From teen age I realize people likes me. Where ever I go
people wants me to make their daughter in law. Somehow, they always use to find
out a man in their family. It could be their son, brother’s or sister’s son,
brother or any other relative and started to convince that poor guy to marry
me. Because they thought I could be a very good daughter in law.
When I became adult, I found boys around me likes me. They
try to offer me to marry or make a relationship with me.
From these situations I thought, maybe I am very good person,
who can be a very good wife and daughter in law. I never have to be afraid
about in laws family.
After marriage, I realize I was wrong. My in-laws family don’t
like me, they found thousands of negative points about me.

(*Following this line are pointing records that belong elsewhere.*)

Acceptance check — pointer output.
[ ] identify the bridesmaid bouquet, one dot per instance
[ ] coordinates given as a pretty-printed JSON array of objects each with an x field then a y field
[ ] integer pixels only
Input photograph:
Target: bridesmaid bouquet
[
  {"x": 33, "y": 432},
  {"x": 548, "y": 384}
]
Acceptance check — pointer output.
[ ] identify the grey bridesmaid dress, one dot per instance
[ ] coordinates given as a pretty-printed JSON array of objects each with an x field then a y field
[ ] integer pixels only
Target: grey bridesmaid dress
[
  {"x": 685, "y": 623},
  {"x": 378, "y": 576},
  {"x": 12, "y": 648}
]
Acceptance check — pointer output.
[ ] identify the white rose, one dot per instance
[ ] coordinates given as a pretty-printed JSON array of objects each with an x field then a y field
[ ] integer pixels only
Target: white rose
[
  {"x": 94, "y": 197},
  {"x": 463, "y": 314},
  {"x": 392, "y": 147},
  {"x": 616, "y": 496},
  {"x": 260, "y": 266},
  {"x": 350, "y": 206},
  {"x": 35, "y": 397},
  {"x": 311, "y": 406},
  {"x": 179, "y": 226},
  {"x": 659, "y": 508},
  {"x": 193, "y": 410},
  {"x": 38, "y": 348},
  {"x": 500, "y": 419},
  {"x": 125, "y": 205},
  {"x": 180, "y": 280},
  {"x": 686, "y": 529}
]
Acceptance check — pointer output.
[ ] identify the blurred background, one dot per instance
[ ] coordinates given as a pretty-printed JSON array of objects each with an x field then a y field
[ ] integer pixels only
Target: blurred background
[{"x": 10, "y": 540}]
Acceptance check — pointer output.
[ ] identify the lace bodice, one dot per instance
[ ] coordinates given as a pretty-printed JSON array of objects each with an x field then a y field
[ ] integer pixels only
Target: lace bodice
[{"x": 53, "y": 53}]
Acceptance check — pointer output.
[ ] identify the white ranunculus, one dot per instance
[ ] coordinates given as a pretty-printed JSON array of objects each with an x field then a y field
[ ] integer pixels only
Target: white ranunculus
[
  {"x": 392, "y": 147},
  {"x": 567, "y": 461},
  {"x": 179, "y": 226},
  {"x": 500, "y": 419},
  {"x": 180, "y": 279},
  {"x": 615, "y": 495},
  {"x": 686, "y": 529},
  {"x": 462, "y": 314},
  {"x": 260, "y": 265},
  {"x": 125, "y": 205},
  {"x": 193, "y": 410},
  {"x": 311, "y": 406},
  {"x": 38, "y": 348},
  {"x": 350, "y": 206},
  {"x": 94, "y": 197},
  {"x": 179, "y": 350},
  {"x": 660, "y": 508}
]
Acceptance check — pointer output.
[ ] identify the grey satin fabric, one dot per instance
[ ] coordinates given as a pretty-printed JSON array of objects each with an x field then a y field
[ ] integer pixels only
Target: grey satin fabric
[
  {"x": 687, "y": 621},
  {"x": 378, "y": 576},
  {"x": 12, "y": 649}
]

I like to travel new places. So, in the University I wanted
to study on Geography. I had heard, this subject’s students go for study tour
every year in different places. And, I will be very happy to learn about the
world. Though my family didn’t like it, I admitted at Geography &
Environment and after 2 classes, I realize, I have made a very wrong decision.
This is not my place.
I work sincerely, always try to improve myself and work in a
way that the company gets benefited. I believed my bosses will understand my
work and will give promotion or increase my wages. Again, I found myself very
wrong. I thought may be when I will get chance to work abroad, smart bosses
will promote me. But again, I was very wrong about me, maybe I don’t have any extra
ordinary quality so that no one interested to help me grow in the company.